With these inherent advantages though, come a whole host of other problems to deal with, and they all tend to have an increased element of risk when compared to simpler forms of power generation. Even though there are few if any direct pollutants in the day-to-day operations of a nuclear power plant, there are some long term considerations. Fuel for nuclear reactors can remain radioactive for decades or even centuries after its use. How to safely dispose of this fuel remains a highly contested topic in the field of nuclear power. So what is the best way to deal with the problem of spent fuel? Do we simply store these fuels over the long term, and wait for them to become less radioactive? Is there another way to use these fuels and extract even more energy from them in a safe manner?

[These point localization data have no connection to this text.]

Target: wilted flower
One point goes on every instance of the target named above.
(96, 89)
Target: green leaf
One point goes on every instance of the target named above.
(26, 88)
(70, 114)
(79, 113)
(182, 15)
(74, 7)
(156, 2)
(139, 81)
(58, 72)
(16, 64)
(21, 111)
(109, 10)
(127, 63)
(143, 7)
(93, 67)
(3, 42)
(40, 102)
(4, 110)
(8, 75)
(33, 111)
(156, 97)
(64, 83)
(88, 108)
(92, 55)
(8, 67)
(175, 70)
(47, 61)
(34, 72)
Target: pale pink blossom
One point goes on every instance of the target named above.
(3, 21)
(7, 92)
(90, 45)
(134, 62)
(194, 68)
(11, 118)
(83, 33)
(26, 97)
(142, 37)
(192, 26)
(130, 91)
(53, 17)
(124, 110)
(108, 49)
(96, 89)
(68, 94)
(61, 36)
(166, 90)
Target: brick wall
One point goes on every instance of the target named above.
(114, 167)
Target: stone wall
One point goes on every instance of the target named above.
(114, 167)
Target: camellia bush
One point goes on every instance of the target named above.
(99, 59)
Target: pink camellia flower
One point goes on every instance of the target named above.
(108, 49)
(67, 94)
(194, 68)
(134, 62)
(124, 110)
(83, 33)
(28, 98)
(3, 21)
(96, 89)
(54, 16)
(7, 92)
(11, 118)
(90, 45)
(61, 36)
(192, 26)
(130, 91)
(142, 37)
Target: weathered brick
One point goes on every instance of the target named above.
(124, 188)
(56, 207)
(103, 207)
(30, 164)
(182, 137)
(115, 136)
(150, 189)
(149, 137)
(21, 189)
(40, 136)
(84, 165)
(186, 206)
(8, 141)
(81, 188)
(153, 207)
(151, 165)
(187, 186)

Perhaps the greatest element of risk to nuclear power, in the eyes of the world, is the potential for a catastrophic meltdown of a reactor. Unfortunately, we've already seen several incidences of this, including the Chernobyl incident in the Ukraine, Three Mile Island in the United States, and the Fukushima Daiichi incident in Japan. These incidents varied in magnitude, but had the potential to be life altering events for significant portions of the world population. So what caused these incidents? Was it the nature of nuclear power itself, or was it the technology available at that time? Did human error play a significant role? If human error did play a significant role, what kinds of regulations and technology do we need to put into place to assure that this kind of incident never happens again? At the end of this paragraph is a video summarizing the Chernobyl disaster. 

From my perspective, I think these incidents have taught us a lot in regards to safety in the modern era. Clearly though, we still have much to learn, especially in the wake of the Japan earthquake just six years ago, which caused the meltdown at the Fukushima plant. Overall, I think we can make nuclear power safe for everyone, but it takes the best technology, the most careful planning, and careful oversight to ensure proper operation. I also think that as technology progresses, newer and safer forms of nuclear energy will become available, that not only allow us to use prior spent fuel, but operate in such a way that a meltdown incident is all but impossible. 

I dont think I'll have a hard time finding information on this subject from which to learn from. Nuclear power is so important that we cant help but continually research the subject matter, in order to ensure its survival in the future. There are numerous regulating bodies around the world that set standards and rules governing the use of nuclear power, and they should be a good place to start looking for information.